Use centralized date utilities (e.g., dayjs) instead of native Date.

```typescript
// Bad:
const now = new Date();
const timestamp = Date.now();

// Good:
import dayjs from "dayjs";

const now = dayjs();
const timestamp = dayjs().valueOf();
```

## Quick Reference

| Rule | Pattern |
| ---- | ------- |
| No `../` imports | Use absolute paths or `@/` alias |
| Type imports | `import type { X }` for types |
| Date handling | Use dayjs, not native Date |

Overview

This skill enforces Next Friday import conventions for absolute paths, type-only imports, and centralized date utilities. It helps maintain consistent module resolution, clear type imports, and reliable date handling across a codebase. Use it to reduce fragile relative paths, ensure correct TypeScript type imports, and standardize on a date library.

How this skill works

The skill inspects import statements and usage patterns to detect relative imports that traverse up the directory tree, type imports that are not declared with the import type form, and direct uses of native Date APIs. It recommends replacing ../ paths with the configured absolute alias (e.g., @/), converting type-only imports to import type, and switching native Date constructions and Date.now calls to a centralized date utility like dayjs.
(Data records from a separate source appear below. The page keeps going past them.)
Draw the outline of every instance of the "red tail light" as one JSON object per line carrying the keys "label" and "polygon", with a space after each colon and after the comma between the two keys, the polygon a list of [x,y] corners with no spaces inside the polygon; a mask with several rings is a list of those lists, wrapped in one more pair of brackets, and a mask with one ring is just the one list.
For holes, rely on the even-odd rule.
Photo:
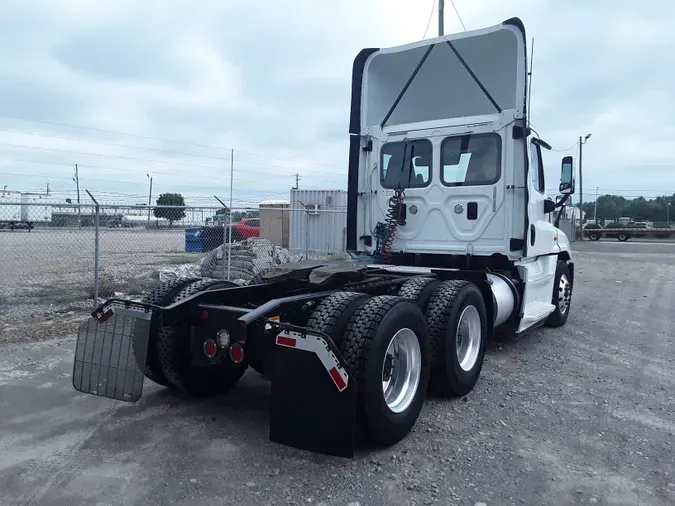
{"label": "red tail light", "polygon": [[239,343],[234,343],[230,346],[230,359],[235,364],[239,364],[244,360],[244,347]]}
{"label": "red tail light", "polygon": [[216,342],[213,339],[207,339],[204,341],[204,355],[209,358],[213,358],[216,356],[217,352],[218,347],[216,346]]}

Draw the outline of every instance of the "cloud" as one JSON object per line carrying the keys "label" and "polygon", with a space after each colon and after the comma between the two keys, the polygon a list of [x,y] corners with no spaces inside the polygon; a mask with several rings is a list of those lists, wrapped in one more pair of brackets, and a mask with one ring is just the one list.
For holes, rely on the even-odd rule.
{"label": "cloud", "polygon": [[[343,188],[353,58],[364,47],[419,40],[431,4],[8,3],[0,19],[0,186],[49,182],[72,193],[78,163],[93,191],[141,198],[149,172],[156,192],[180,190],[207,202],[229,193],[228,150],[235,148],[241,202],[283,195],[295,173],[307,186]],[[675,5],[455,4],[469,29],[519,16],[528,39],[535,37],[532,121],[555,148],[570,147],[545,155],[549,188],[557,185],[560,158],[592,132],[585,188],[675,192],[668,170],[675,164],[675,69],[666,63]],[[445,28],[461,30],[451,5]],[[433,13],[427,36],[436,30]]]}

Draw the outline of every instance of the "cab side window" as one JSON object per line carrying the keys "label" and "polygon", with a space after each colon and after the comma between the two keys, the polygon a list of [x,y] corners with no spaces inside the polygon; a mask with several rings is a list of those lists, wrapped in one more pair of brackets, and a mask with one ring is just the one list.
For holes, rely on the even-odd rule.
{"label": "cab side window", "polygon": [[539,193],[546,192],[544,182],[544,162],[541,158],[541,148],[534,142],[530,143],[530,174],[532,176],[532,186]]}

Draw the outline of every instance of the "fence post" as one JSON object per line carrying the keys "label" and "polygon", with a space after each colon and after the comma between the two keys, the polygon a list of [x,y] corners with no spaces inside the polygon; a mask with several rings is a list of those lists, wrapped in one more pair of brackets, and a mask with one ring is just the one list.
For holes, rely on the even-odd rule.
{"label": "fence post", "polygon": [[99,292],[99,253],[100,253],[100,227],[99,227],[99,216],[101,214],[101,207],[98,205],[98,202],[94,196],[85,190],[89,194],[89,198],[94,201],[96,205],[96,214],[94,215],[94,309],[98,307],[98,292]]}
{"label": "fence post", "polygon": [[230,212],[227,213],[229,219],[228,233],[230,235],[227,241],[227,280],[230,281],[230,264],[232,262],[232,185],[234,184],[234,149],[230,150]]}
{"label": "fence post", "polygon": [[305,260],[309,260],[309,209],[305,207]]}

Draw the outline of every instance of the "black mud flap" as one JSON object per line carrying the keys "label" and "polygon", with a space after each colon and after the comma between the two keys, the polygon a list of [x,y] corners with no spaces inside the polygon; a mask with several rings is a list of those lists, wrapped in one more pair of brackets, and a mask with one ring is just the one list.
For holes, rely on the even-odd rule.
{"label": "black mud flap", "polygon": [[270,440],[301,450],[354,457],[356,381],[328,336],[276,337]]}
{"label": "black mud flap", "polygon": [[[136,402],[143,395],[143,372],[150,320],[112,315],[80,326],[75,346],[73,387],[87,394]],[[135,341],[135,342],[134,342]],[[138,355],[138,356],[136,356]]]}

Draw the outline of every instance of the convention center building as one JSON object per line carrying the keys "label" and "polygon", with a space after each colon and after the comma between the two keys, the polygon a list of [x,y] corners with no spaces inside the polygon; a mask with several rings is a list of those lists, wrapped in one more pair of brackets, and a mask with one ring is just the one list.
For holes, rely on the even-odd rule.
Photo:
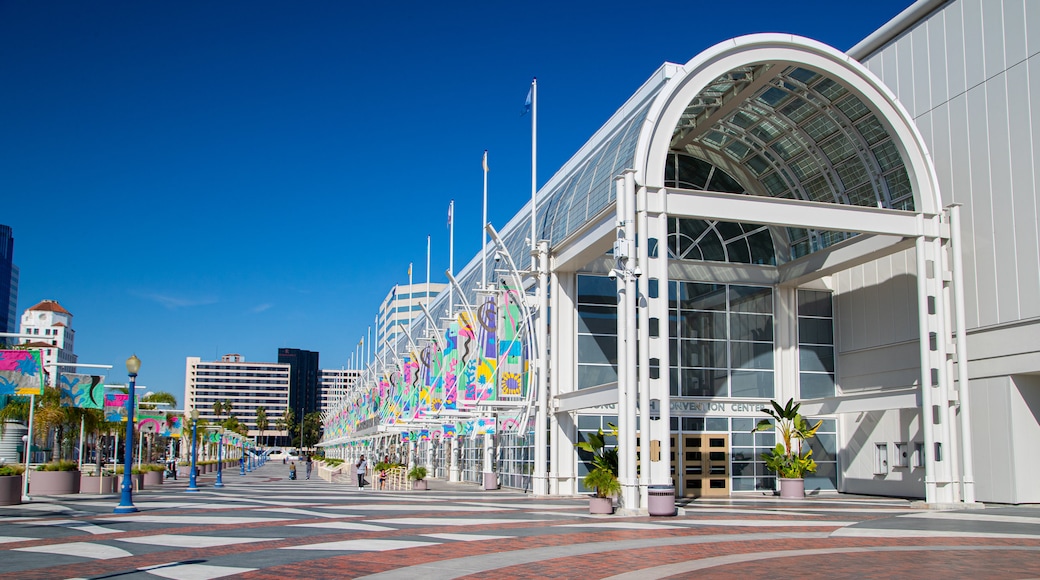
{"label": "convention center building", "polygon": [[1040,4],[919,0],[847,53],[753,34],[663,64],[321,445],[573,495],[602,429],[639,510],[771,493],[753,430],[793,399],[822,420],[806,493],[1040,502],[1038,54]]}

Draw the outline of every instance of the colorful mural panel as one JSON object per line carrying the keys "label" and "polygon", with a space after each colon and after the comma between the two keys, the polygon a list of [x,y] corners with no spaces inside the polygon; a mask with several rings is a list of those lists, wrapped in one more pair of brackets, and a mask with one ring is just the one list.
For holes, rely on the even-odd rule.
{"label": "colorful mural panel", "polygon": [[42,395],[43,363],[38,350],[0,350],[0,395]]}

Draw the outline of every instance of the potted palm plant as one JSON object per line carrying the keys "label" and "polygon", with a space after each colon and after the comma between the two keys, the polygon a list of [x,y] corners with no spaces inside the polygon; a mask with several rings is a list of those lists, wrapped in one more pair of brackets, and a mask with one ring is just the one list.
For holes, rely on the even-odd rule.
{"label": "potted palm plant", "polygon": [[[617,427],[609,424],[611,434],[617,437]],[[621,492],[621,481],[618,480],[618,449],[607,447],[607,436],[603,429],[589,433],[587,440],[579,441],[575,446],[592,454],[592,468],[585,475],[585,487],[596,490],[589,498],[590,514],[614,513],[613,498]]]}
{"label": "potted palm plant", "polygon": [[79,493],[79,465],[75,461],[51,461],[37,466],[29,477],[33,495]]}
{"label": "potted palm plant", "polygon": [[416,465],[408,472],[408,479],[412,480],[412,489],[425,490],[426,485],[426,468],[421,465]]}
{"label": "potted palm plant", "polygon": [[816,461],[812,458],[812,449],[802,451],[802,442],[815,437],[823,421],[810,425],[798,412],[801,403],[795,403],[794,399],[788,399],[783,407],[776,401],[769,401],[769,404],[771,408],[761,411],[771,419],[762,419],[751,432],[772,431],[774,428],[780,432],[781,442],[763,453],[762,459],[766,468],[779,476],[782,499],[803,498],[805,474],[816,473]]}

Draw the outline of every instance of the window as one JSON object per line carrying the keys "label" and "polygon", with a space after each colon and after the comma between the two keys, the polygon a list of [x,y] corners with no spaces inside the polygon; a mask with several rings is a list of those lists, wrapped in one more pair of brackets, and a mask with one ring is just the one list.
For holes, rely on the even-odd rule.
{"label": "window", "polygon": [[578,276],[578,388],[617,381],[617,283]]}
{"label": "window", "polygon": [[669,290],[671,394],[772,397],[772,288],[672,282]]}
{"label": "window", "polygon": [[830,292],[798,291],[798,379],[803,399],[833,397],[834,313]]}

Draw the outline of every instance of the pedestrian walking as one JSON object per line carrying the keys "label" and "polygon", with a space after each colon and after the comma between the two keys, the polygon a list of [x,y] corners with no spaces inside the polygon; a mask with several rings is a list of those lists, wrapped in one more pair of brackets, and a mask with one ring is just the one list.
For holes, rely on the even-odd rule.
{"label": "pedestrian walking", "polygon": [[311,456],[307,456],[307,479],[311,478]]}
{"label": "pedestrian walking", "polygon": [[289,479],[296,479],[296,462],[289,464]]}
{"label": "pedestrian walking", "polygon": [[365,461],[365,456],[362,455],[354,465],[357,468],[357,486],[358,489],[365,489],[365,472],[368,471],[368,462]]}

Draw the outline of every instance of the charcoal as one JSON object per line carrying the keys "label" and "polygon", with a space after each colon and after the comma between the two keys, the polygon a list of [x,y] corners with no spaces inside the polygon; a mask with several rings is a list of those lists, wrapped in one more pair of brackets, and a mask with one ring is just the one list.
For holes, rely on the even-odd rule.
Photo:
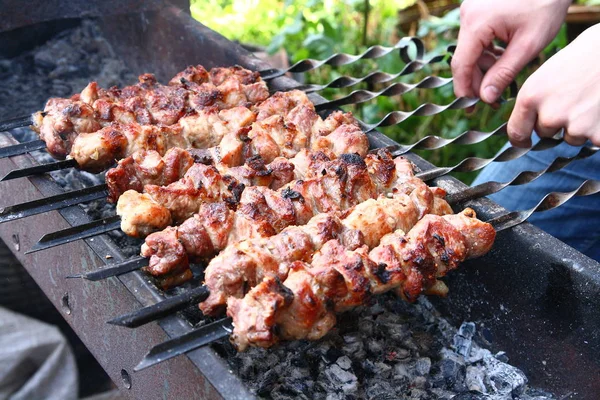
{"label": "charcoal", "polygon": [[523,393],[527,384],[523,372],[492,356],[484,358],[483,362],[487,370],[486,383],[491,393],[513,396]]}
{"label": "charcoal", "polygon": [[371,339],[367,341],[367,351],[369,354],[378,357],[383,354],[383,344],[379,340]]}
{"label": "charcoal", "polygon": [[417,376],[410,382],[410,386],[417,389],[427,388],[427,378],[424,376]]}
{"label": "charcoal", "polygon": [[394,400],[398,397],[391,383],[385,380],[376,380],[367,386],[364,398],[368,400]]}
{"label": "charcoal", "polygon": [[415,363],[415,372],[418,375],[427,375],[431,370],[431,360],[427,357],[419,358]]}
{"label": "charcoal", "polygon": [[349,370],[352,367],[352,360],[346,356],[343,356],[337,359],[336,364],[342,369]]}
{"label": "charcoal", "polygon": [[483,383],[484,378],[485,372],[482,368],[472,365],[467,367],[465,383],[470,391],[486,393],[485,384]]}
{"label": "charcoal", "polygon": [[507,363],[507,362],[508,362],[508,356],[507,356],[507,355],[506,355],[506,353],[505,353],[505,352],[503,352],[503,351],[499,351],[498,353],[496,353],[496,354],[494,355],[494,357],[496,357],[496,359],[497,359],[498,361],[502,361],[503,363]]}
{"label": "charcoal", "polygon": [[340,390],[346,395],[358,392],[358,379],[352,371],[342,369],[338,364],[333,364],[323,373],[323,383],[326,387]]}
{"label": "charcoal", "polygon": [[256,389],[256,393],[263,396],[275,387],[277,383],[278,374],[275,370],[269,370],[266,374],[258,382],[258,388]]}
{"label": "charcoal", "polygon": [[414,388],[410,391],[410,396],[408,397],[411,400],[425,400],[430,399],[429,393],[426,390],[420,388]]}
{"label": "charcoal", "polygon": [[456,335],[454,335],[453,347],[456,352],[464,357],[471,353],[471,345],[473,335],[475,334],[475,324],[472,322],[464,322]]}

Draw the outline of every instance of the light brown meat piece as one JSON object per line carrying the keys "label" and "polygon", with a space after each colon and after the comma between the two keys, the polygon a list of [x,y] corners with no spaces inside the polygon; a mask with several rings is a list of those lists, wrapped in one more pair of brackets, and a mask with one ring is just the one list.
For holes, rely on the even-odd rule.
{"label": "light brown meat piece", "polygon": [[277,310],[287,306],[293,295],[276,278],[266,278],[243,299],[232,298],[228,309],[233,315],[245,315],[236,325],[233,336],[242,349],[249,344],[264,347],[277,343],[275,315]]}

It flags violations and provides actionable replacements.

When to use it

  • When adding or refactoring import statements to avoid fragile relative paths.
  • When writing TypeScript code that imports interfaces, types, or React type helpers.
  • When normalizing date handling across the application for consistency and testability.
  • During code review to catch non-conforming imports and date usage.
  • When setting up or enforcing a project's module resolution conventions.

Best practices

  • Prefer absolute imports with a project alias (e.g., @/) for modules outside the current folder.
  • Use import type for type-only imports to keep runtime bundles clean and avoid TS emit issues.
  • Centralize date logic behind a single utility (e.g., dayjs) to simplify formatting and mocking.
  • Allow relative imports for sibling or same-directory modules, but avoid upward ../ traversals.
  • Update linter or tooling rules to automatically warn or fix these import patterns.

Example use cases

  • Refactoring a component that used multiple ../ imports into stable @/ imports for clarity.
  • Converting ReactNode and FC imports to import type to remove runtime import overhead.
  • Replacing new Date() and Date.now() usages with a dayjs-based utility for unified parsing and formatting.
  • Running checks as part of a pre-commit or CI step to prevent new violations from entering the codebase.
  • Onboarding contributors by enforcing a straightforward import style and date handling approach.

FAQ

Why use absolute imports instead of ../ relative paths?

Absolute imports reduce path fragility when files move or are deeply nested, making refactors safer and imports easier to read.

When should I still use relative imports?

Use relative imports for sibling or same-directory modules where an absolute path adds noise; avoid relative imports that traverse up with ../.